How is data observability different from data profiling and quality?
Data profiling snapshots the shape of data at a certain point in time. It shows statistical analysis of data and characteristics such as nulls, format inaccuracies etc. Data observability instead analyzes data continuously which allows it to use a time series graph to predict expected ranges and forecast values. By analyzing history, a pattern of seasonality can be inferred to discover anomalies. Data observability leverages metadata to monitor context and intent and to develop a semantic understanding of the data.
Table 1 shows how data observability differs from traditional data quality.
|Parameters||Traditional Data Quality||Data Observability|
|Persona||Business Analyst / Data Steward||Data Engineer / Analytics Engineer|
|Phase||Reporting||Ingestion / Transformation|
|Approach||Static rules and metrics||Static and dynamic rules, metrics, logs and metadata|
|Typical Use Case||Compliance (BCBS 239 / IFRS17), reports and dashboard, operational data quality||Data integration, pipeline automation|
|DevOps||Manual process that can be scheduled or is ad hoc||Automated, part of CI/CD and orchestration e.g. Apache Airflow|
|MLOps / AI||Data quality and MLOps are orthogonal and discrete||Data observability is a part of model / MLOps e.g. explainability|
Table 1. Difference between traditional data quality and data observability
Traditional data quality systems tend to be opaque with built-in instrumentation while the data observability approach puts more controls in the hands of developers and other data leaders. The data quality tools focus on correcting errors on data while the latter tools are more concerned with ensuring successful workflow and preventing errors.
This begs the question of what should be the scope of a data observability tool.
What to observe, monitor and measure?
The obvious starting point is to measure data based on historic patterns. The following list shows what should be observed:
- Data. Observation of data should identify issues pertaining to timely delivery, accuracy and deviations from historic patterns such as a sudden unexplained change in the expected volume of data.
- Metrics and validation rules. Adherence of data quality rules such as whether the age column is within the accepted range is an example of a static rule. However, AI-based techniques are dynamically inferring rules and looking for anomalies.
- Environmental configurations. Monitor changes to configuration parameters that can cause issues such as a security breach due to an inadvertent change in the security settings of a bucket. Monitoring various logs such as query logs can identify configuration issues.

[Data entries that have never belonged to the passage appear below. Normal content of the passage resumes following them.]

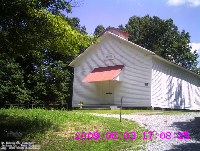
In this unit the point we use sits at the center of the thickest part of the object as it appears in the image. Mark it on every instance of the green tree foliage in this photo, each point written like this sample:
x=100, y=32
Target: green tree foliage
x=163, y=38
x=36, y=46
x=99, y=29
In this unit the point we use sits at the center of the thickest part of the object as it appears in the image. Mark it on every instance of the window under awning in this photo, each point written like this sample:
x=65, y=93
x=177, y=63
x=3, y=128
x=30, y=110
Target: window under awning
x=104, y=73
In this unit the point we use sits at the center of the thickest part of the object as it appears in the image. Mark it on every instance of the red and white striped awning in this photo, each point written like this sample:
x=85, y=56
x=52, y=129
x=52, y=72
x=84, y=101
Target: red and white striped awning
x=103, y=73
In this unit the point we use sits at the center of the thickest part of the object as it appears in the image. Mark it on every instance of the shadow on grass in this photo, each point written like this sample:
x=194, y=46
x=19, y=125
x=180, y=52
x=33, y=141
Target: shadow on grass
x=193, y=128
x=28, y=127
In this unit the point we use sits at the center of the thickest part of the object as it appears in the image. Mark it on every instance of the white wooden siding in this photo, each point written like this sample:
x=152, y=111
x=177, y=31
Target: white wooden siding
x=136, y=73
x=173, y=87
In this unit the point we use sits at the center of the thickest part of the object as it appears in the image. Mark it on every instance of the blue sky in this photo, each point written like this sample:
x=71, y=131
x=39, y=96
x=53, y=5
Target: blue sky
x=185, y=14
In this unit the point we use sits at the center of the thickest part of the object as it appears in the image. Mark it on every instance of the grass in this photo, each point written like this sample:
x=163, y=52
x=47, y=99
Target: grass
x=143, y=112
x=55, y=130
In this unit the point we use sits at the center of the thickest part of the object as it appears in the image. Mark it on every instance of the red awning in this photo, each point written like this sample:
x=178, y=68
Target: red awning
x=103, y=73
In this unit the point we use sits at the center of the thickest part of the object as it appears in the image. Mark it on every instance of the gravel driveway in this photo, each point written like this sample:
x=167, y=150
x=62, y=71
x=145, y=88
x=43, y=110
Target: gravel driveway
x=189, y=122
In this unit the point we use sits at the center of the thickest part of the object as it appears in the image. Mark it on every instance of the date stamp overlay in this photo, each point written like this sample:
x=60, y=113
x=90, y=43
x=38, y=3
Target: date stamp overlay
x=17, y=145
x=132, y=135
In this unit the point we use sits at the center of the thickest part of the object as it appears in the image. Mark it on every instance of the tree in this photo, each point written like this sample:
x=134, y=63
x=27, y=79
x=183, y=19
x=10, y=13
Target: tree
x=163, y=38
x=99, y=29
x=36, y=46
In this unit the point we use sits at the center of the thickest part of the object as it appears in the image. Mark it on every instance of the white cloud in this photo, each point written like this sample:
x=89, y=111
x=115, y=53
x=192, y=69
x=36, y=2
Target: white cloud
x=195, y=46
x=191, y=3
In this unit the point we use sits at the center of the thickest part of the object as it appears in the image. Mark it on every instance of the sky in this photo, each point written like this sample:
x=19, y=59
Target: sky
x=185, y=14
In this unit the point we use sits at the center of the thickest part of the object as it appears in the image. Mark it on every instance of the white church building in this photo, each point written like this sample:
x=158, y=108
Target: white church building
x=115, y=67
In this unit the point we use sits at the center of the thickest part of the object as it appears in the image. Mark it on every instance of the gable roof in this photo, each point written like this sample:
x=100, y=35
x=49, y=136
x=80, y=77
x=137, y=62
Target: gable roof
x=107, y=33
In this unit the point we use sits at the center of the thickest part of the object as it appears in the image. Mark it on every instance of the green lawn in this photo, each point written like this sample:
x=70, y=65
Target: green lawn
x=139, y=112
x=55, y=130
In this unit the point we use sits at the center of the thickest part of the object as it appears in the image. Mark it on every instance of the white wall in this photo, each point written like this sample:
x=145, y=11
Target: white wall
x=136, y=73
x=173, y=87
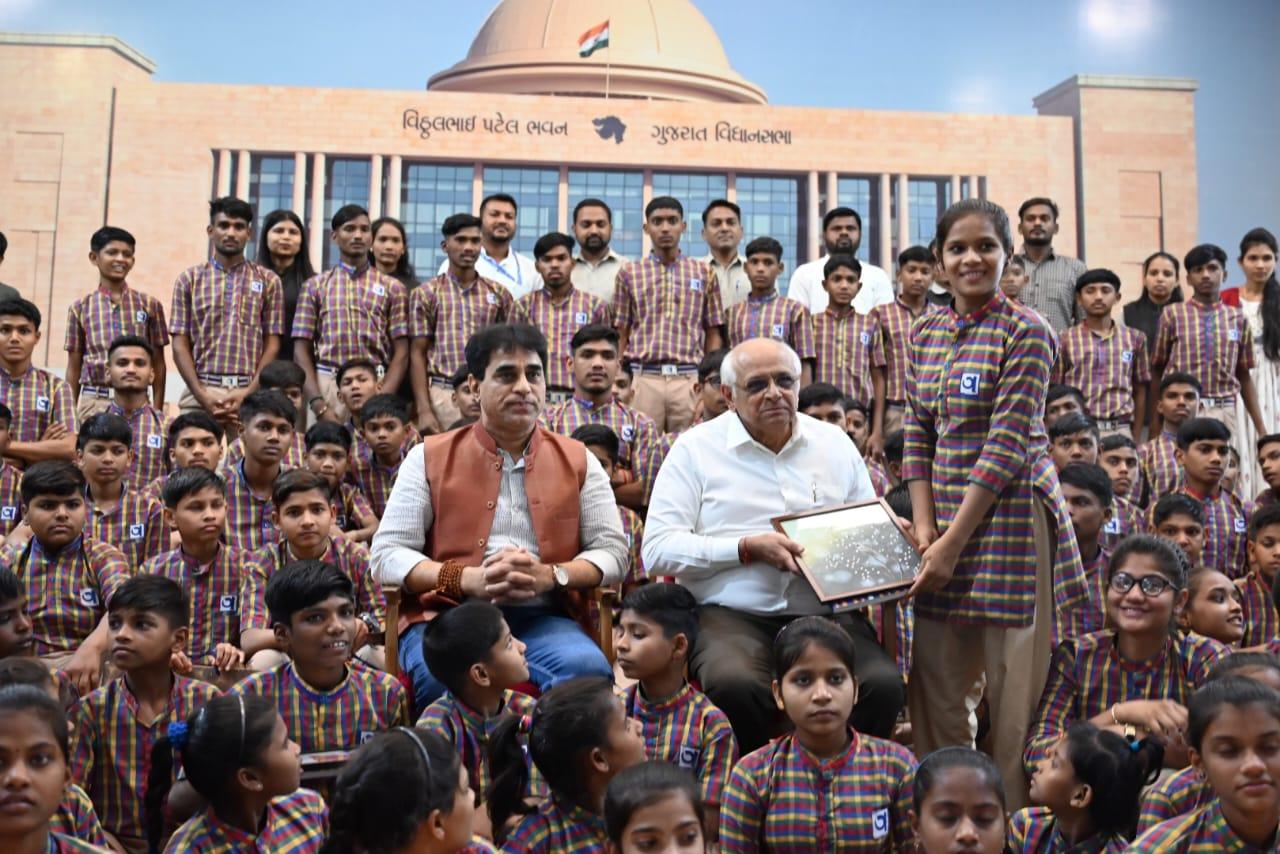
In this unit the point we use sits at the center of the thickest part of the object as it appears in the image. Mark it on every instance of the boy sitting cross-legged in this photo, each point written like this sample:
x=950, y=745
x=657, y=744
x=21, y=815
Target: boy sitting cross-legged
x=328, y=700
x=117, y=725
x=681, y=726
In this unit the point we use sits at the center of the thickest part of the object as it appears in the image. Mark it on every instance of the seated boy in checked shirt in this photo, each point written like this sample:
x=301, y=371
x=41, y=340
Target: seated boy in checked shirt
x=850, y=354
x=766, y=313
x=69, y=579
x=214, y=576
x=471, y=651
x=1104, y=359
x=44, y=414
x=304, y=514
x=328, y=700
x=117, y=725
x=118, y=515
x=384, y=423
x=681, y=726
x=329, y=456
x=129, y=368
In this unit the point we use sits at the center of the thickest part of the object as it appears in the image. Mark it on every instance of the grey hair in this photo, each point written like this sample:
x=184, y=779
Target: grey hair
x=728, y=368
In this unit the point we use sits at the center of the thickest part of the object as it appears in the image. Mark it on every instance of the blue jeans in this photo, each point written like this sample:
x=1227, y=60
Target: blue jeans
x=557, y=649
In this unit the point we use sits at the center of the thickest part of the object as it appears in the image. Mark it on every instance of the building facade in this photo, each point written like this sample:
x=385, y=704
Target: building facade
x=90, y=137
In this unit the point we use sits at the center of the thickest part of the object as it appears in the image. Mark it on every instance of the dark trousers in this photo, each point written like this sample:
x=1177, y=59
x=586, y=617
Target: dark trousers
x=734, y=660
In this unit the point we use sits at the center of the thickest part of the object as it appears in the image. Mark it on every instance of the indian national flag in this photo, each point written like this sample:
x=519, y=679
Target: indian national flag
x=593, y=40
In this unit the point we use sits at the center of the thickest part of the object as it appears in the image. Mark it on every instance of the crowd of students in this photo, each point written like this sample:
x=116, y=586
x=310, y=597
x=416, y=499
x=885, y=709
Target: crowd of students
x=1080, y=497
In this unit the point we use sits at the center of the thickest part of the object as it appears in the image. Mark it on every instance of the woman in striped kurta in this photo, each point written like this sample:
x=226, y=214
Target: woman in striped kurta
x=999, y=551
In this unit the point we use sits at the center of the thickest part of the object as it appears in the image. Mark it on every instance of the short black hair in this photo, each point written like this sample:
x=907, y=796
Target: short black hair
x=594, y=332
x=457, y=222
x=346, y=214
x=282, y=374
x=593, y=202
x=764, y=246
x=503, y=338
x=119, y=342
x=836, y=213
x=304, y=584
x=327, y=433
x=1202, y=429
x=232, y=208
x=188, y=482
x=109, y=234
x=159, y=594
x=266, y=401
x=19, y=307
x=383, y=406
x=297, y=480
x=671, y=606
x=56, y=478
x=458, y=639
x=552, y=240
x=598, y=435
x=104, y=427
x=721, y=202
x=1037, y=200
x=663, y=202
x=1087, y=475
x=1098, y=275
x=817, y=394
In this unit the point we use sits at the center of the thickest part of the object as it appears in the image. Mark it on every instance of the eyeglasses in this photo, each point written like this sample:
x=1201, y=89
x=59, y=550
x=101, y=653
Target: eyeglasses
x=758, y=384
x=1151, y=585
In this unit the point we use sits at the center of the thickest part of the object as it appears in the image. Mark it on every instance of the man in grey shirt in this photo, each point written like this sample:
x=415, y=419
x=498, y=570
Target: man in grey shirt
x=1051, y=290
x=465, y=521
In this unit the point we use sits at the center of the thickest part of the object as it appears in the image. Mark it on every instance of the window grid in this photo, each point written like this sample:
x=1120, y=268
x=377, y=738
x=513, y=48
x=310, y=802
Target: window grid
x=624, y=193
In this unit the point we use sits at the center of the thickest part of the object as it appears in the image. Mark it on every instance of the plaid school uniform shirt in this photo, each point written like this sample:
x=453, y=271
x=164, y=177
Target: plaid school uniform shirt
x=97, y=319
x=771, y=316
x=689, y=731
x=149, y=441
x=225, y=311
x=785, y=800
x=447, y=313
x=470, y=731
x=1105, y=368
x=1207, y=342
x=1087, y=677
x=216, y=590
x=248, y=517
x=295, y=825
x=341, y=718
x=1179, y=794
x=77, y=818
x=974, y=414
x=112, y=747
x=37, y=401
x=560, y=322
x=135, y=525
x=67, y=593
x=352, y=314
x=1203, y=831
x=1261, y=620
x=895, y=322
x=636, y=432
x=667, y=310
x=554, y=829
x=1034, y=829
x=848, y=348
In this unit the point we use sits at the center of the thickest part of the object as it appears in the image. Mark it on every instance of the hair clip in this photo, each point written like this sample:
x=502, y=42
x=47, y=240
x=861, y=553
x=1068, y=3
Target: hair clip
x=177, y=734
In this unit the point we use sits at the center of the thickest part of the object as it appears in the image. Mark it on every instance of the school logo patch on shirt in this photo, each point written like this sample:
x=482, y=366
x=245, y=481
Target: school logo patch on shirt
x=880, y=823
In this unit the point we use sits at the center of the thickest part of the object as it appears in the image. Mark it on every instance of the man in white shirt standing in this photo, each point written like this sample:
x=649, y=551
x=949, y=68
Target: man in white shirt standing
x=709, y=528
x=841, y=234
x=498, y=260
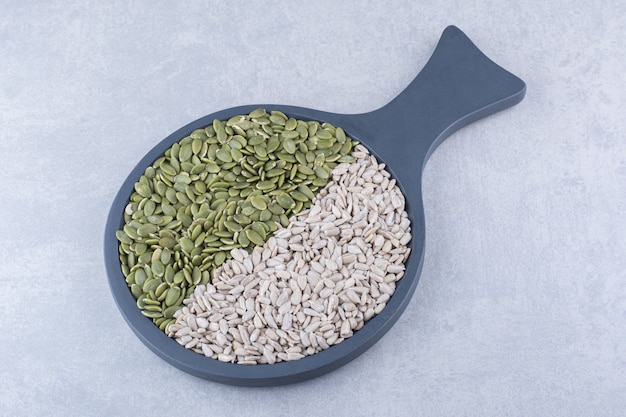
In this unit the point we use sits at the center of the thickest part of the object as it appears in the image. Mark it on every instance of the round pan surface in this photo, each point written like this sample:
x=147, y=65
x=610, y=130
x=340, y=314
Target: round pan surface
x=457, y=86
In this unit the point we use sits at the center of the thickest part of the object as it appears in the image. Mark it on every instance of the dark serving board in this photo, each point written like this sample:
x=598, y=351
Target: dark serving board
x=457, y=86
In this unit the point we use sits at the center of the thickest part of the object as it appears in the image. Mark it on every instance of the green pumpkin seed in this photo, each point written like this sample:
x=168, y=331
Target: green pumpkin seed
x=285, y=201
x=172, y=295
x=258, y=203
x=225, y=186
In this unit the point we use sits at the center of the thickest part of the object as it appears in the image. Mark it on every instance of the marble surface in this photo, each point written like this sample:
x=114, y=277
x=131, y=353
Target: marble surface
x=521, y=308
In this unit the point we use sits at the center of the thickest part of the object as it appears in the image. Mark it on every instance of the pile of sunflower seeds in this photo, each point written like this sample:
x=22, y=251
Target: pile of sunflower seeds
x=313, y=283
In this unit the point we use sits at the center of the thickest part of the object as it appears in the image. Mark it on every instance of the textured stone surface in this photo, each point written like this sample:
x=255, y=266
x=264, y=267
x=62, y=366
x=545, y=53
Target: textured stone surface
x=521, y=308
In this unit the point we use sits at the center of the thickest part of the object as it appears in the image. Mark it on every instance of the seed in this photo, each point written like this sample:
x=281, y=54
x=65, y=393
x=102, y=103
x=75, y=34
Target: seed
x=258, y=203
x=254, y=237
x=226, y=186
x=289, y=146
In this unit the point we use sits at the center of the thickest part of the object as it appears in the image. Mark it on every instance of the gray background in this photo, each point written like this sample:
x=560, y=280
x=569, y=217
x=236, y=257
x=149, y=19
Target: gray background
x=521, y=308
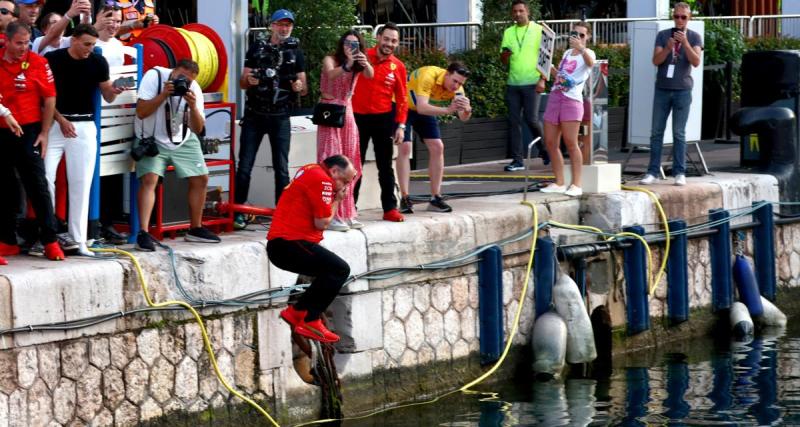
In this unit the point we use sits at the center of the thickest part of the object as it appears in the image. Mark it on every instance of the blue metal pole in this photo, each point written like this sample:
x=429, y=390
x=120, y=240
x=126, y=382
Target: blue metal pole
x=133, y=204
x=635, y=269
x=720, y=248
x=677, y=282
x=764, y=251
x=490, y=309
x=544, y=270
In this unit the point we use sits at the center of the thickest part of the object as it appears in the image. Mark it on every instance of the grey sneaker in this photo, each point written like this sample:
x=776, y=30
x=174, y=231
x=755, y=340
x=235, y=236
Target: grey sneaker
x=37, y=249
x=437, y=204
x=66, y=242
x=201, y=235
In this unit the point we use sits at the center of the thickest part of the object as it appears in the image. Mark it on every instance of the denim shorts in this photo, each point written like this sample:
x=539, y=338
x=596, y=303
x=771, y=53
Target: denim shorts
x=427, y=127
x=561, y=108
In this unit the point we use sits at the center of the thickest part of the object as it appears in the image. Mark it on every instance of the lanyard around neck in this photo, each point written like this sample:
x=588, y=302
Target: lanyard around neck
x=516, y=35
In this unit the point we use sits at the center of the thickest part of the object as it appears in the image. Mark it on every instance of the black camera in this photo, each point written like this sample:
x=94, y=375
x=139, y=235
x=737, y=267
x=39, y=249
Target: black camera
x=145, y=147
x=180, y=86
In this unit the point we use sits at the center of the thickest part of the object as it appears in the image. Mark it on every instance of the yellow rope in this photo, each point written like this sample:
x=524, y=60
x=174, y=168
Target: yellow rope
x=200, y=323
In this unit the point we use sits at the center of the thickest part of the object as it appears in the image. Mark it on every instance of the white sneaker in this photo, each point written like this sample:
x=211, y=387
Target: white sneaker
x=553, y=188
x=337, y=225
x=647, y=180
x=574, y=191
x=84, y=250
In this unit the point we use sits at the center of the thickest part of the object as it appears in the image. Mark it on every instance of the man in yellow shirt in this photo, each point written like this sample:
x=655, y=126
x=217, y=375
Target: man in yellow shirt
x=432, y=92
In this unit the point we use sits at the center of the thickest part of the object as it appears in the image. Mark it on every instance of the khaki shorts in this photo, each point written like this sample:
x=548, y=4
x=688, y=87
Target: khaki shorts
x=187, y=159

- Query and model performance. Identifying unexpected changes in query or model performance can provide valuable sights into changes in data. Often data scientists will evaluate models but data changes all the time and the model may be fine, it just needs to be retained on new data.
No single product can provide the breath of measurements mentioned above. We see multiple approaches to data observability emerge. This has led to a spurt in products.
Data Observability Products
This space is a hotbed of activity with many startups. These products have attracted a lot of attention (and money) and are listed below in alphabetical order:
- Great Expectations
- OwlDQ (acquired by Collibra)
- Monte Carlo
The purpose of this blog is to clear the mist around the rapidly emerging topic of data observability. Future blogs on this topic will cover topics pertaining to data observability approaches, features and components of data observability products, common use cases and best practices.